Écoanxiété : « On veut soigner les individus, mais c'est le système qui est malade »

[2/3 L’écoanxiété, le mal de l’époque] L’angoisse liée à la crise climatique a désormais un nom : l’écoanxiété. Comment les jeunes vivent-ils en s’attendant au pire ? Pourquoi l’écoanxiété est-elle devenue un outil au service du pouvoir ? Comment les émotions peuvent-elles devenir une arme politique ? Enquête en trois parties.

Partie 1 — Écoanxiété : ces jeunes racontent le mal qui les ronge


Les saccages écologiques jouent sur notre santé mentale. Leur spectacle nous afflige et nous plonge dans un état de sidération. La Terre se meurt, son silence nous glace. Depuis des années, chercheurs, médecins et philosophes s’intéressent aux émotions engendrées par la crise environnementale. L’Anthropocène serait, selon eux, l’âge des « passions tristes », le règne du deuil et de la perte, de l’angoisse et de la peur.

Pour qualifier ces affects qui gagnent la société, l’écopsychologue Joanna Macy parle de « peine pour le monde ». Face à des écosystèmes bouleversés que l’on ne reconnaît plus, le philosophe Baptiste Morizot évoque, quant à lui, un « mal du pays sans exil ». Nous sommes pris de vertige. La dévastation de la planète engendre une blessure intime, un effondrement intérieur. « Il est presque impossible d’accepter toute la vérité sur ce que nous avons fait subir à la Terre, j’ai vu des gens vivre avec cette idée au quotidien, ils ont développé une forme de folie », assure le philosophe Clive Hamilton.
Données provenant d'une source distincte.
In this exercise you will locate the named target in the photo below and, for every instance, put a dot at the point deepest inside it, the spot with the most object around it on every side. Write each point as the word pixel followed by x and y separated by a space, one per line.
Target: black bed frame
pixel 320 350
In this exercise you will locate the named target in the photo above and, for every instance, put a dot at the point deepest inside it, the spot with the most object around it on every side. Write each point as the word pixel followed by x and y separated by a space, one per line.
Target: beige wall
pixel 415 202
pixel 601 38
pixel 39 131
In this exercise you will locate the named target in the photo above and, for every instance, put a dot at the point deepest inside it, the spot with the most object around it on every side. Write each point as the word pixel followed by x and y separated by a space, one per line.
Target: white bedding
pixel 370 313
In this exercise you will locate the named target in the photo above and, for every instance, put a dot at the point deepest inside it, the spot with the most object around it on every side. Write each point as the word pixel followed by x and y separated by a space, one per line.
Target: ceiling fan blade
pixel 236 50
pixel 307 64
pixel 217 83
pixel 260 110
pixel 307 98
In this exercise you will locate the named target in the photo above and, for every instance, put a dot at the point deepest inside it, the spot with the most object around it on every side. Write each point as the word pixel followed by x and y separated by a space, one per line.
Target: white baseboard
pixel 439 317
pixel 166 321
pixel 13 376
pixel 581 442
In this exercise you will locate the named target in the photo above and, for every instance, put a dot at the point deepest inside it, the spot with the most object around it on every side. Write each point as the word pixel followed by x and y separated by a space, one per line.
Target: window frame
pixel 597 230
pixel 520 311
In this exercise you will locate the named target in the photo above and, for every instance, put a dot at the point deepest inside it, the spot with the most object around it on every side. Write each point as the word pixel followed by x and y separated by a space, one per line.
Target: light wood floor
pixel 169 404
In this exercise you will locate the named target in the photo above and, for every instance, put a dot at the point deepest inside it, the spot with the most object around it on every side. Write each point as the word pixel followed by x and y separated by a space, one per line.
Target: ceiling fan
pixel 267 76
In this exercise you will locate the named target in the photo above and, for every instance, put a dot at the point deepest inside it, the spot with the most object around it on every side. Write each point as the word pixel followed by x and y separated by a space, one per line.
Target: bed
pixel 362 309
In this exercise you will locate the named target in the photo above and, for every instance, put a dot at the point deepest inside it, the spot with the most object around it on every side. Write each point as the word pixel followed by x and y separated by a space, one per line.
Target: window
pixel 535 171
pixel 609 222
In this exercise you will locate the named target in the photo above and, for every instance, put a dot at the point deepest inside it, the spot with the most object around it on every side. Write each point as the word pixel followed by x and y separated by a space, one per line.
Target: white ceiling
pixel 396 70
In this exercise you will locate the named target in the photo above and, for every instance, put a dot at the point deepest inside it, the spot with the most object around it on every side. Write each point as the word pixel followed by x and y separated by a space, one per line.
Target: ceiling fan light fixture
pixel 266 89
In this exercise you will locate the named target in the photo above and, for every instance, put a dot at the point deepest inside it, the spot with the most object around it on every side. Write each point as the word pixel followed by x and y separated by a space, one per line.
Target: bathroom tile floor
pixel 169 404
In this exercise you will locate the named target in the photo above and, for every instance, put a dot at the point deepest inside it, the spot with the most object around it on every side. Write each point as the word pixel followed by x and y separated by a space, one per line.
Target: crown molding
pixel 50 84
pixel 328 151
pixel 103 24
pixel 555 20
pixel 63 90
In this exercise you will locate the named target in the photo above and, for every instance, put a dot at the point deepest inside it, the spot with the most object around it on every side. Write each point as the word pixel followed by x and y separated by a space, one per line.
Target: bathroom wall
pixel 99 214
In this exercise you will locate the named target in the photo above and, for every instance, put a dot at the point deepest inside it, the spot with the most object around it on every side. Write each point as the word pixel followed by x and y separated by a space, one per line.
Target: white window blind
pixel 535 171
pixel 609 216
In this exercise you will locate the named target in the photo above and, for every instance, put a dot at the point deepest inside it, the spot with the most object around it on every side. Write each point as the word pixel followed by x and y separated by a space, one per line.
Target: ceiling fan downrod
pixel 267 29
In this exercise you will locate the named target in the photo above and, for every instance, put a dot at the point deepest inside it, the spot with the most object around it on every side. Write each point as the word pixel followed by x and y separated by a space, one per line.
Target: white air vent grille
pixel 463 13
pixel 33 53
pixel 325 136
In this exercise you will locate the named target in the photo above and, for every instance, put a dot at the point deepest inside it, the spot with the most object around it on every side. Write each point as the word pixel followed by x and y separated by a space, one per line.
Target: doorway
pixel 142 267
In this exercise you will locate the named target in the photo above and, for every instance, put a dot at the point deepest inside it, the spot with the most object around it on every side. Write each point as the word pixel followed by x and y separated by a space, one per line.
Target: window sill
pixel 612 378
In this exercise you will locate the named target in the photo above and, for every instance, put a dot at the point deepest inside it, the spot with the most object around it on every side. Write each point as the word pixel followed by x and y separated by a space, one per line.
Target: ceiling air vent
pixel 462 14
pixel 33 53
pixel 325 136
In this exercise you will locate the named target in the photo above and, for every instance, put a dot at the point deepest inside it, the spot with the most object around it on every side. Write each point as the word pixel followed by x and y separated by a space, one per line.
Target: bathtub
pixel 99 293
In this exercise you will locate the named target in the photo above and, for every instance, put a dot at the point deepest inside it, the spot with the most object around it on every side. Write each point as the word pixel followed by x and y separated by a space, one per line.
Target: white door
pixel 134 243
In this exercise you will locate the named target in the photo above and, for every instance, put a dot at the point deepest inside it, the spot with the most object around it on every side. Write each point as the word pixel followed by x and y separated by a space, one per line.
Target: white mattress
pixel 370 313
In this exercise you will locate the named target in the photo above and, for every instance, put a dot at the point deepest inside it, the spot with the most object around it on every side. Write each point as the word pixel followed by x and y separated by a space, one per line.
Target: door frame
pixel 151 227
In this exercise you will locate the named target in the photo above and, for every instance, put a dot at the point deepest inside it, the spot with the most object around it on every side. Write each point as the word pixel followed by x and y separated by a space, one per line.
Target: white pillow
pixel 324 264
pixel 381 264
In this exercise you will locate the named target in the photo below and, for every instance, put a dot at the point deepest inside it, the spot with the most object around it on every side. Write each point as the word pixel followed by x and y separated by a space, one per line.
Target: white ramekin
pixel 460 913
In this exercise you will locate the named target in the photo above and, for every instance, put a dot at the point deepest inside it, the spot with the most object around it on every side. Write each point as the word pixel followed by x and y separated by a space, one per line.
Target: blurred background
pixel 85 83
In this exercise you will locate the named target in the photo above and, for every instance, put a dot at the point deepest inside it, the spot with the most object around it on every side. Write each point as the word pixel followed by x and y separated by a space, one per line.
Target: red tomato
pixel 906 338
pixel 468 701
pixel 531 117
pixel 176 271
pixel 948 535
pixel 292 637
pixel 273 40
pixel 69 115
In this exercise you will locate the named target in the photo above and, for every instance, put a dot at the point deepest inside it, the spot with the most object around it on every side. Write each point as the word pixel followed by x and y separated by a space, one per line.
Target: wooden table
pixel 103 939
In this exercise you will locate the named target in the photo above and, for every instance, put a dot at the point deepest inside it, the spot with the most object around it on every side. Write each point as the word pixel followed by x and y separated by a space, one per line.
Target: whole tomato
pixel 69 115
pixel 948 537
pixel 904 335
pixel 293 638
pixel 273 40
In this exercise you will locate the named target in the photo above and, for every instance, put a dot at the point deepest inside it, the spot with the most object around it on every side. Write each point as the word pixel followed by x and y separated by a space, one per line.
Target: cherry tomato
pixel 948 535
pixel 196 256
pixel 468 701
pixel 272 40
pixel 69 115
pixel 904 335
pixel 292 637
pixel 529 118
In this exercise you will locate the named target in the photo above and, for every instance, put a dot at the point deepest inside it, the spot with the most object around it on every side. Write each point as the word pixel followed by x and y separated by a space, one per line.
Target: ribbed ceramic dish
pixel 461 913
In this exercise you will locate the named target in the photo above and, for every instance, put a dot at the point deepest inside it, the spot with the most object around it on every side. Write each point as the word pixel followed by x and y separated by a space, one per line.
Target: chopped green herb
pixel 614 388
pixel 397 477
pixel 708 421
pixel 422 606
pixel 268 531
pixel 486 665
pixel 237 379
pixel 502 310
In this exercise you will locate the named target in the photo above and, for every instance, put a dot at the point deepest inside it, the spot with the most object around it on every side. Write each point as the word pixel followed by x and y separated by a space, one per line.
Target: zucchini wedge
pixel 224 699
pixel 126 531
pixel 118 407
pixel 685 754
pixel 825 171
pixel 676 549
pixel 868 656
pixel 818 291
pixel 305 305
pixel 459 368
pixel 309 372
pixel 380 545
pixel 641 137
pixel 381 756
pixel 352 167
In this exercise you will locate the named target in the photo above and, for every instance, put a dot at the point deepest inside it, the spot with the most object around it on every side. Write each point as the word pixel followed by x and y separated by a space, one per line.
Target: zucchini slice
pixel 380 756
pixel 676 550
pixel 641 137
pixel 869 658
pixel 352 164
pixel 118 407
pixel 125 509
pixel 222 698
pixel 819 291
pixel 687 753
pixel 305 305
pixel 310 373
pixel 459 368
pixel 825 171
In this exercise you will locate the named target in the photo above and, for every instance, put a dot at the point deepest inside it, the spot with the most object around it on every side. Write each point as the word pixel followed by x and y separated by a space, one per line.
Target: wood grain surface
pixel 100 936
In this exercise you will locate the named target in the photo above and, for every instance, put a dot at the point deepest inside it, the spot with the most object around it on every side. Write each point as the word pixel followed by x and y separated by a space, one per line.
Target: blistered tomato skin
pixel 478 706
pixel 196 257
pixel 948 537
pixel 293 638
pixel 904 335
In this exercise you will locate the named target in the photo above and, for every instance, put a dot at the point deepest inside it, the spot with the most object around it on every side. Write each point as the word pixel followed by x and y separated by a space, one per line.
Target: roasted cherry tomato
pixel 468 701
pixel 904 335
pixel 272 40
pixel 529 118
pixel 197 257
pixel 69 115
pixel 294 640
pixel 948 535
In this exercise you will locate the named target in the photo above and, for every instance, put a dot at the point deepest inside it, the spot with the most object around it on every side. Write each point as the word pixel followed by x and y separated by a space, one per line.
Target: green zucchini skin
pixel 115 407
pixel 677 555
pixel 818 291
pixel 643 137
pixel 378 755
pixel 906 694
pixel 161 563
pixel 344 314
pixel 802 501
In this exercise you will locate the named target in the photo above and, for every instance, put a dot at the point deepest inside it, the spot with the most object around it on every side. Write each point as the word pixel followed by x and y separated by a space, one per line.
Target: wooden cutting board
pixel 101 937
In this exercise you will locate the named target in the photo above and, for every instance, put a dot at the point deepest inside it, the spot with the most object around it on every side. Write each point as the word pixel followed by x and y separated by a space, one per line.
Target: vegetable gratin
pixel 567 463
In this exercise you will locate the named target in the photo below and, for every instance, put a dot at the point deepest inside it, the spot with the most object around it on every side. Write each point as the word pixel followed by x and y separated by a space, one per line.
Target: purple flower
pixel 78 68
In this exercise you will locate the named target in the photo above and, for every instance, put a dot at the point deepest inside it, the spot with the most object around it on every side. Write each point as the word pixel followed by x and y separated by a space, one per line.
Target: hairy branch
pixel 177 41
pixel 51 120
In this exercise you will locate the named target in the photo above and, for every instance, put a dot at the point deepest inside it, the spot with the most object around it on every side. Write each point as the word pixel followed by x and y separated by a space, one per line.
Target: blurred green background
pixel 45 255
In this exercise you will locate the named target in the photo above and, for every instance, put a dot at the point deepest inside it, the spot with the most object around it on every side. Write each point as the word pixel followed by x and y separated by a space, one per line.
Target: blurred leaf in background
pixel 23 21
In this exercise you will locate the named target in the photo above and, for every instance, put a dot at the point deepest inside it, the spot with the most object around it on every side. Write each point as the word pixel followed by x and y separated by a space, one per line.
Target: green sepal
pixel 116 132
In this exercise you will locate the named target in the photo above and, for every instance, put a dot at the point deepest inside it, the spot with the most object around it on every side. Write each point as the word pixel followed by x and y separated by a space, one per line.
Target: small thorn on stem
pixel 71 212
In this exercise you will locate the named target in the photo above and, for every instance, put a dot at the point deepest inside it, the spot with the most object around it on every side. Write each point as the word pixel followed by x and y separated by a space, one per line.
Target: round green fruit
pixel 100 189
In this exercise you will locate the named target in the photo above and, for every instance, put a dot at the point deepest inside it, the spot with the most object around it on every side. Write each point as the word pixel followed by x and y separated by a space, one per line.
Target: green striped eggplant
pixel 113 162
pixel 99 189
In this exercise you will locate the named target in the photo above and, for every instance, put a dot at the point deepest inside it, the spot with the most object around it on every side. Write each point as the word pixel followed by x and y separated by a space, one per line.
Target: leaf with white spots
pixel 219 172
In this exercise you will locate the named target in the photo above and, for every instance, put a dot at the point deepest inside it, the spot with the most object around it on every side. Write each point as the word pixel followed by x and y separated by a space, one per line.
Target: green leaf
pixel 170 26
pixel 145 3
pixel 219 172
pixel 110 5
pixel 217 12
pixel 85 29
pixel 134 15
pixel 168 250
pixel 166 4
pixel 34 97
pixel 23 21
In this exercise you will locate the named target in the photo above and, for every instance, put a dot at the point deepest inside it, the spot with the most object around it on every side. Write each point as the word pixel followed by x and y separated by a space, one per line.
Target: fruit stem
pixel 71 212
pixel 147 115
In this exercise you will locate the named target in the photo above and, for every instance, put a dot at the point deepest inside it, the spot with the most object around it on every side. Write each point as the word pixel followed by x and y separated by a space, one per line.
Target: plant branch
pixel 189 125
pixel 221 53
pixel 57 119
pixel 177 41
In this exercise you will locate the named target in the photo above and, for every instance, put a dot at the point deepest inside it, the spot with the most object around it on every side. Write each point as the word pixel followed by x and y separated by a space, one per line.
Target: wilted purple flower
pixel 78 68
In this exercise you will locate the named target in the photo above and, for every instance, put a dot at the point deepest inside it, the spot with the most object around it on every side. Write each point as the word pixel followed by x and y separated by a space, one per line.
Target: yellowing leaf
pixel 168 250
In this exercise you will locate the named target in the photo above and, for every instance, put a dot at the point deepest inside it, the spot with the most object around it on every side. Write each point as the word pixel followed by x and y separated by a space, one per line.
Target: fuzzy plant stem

Cette terreur nous hante. « Je veux que vous paniquiez, je veux que vous ressentiez la peur que j’éprouve tous les jours », lançait, en 2019, Greta Thunberg aux dirigeants du monde réunis à Davos, en Suisse. Son cri faisait écho à celui de toute une génération incapable de se projeter dans l’avenir. Des centaines de milliers de jeunes se disent en détresse.

Différentes études révèlent l’ampleur du phénomène. Aux États-Unis, des psychiatres américains ont même créé la « Climate Psychiatry Alliance », pour « sensibiliser la profession et le public aux impacts profonds de la crise climatique sur la santé et le bien être ». L’association des psychiatres américains pense également que « le changement climatique peut accroître les pathologies liées au stress comme les addictions, les troubles anxieux et la dépression ».

En 2018, une étude publiée dans Nature Climate Change estimait même que le nombre de suicidés pourrait augmenter de…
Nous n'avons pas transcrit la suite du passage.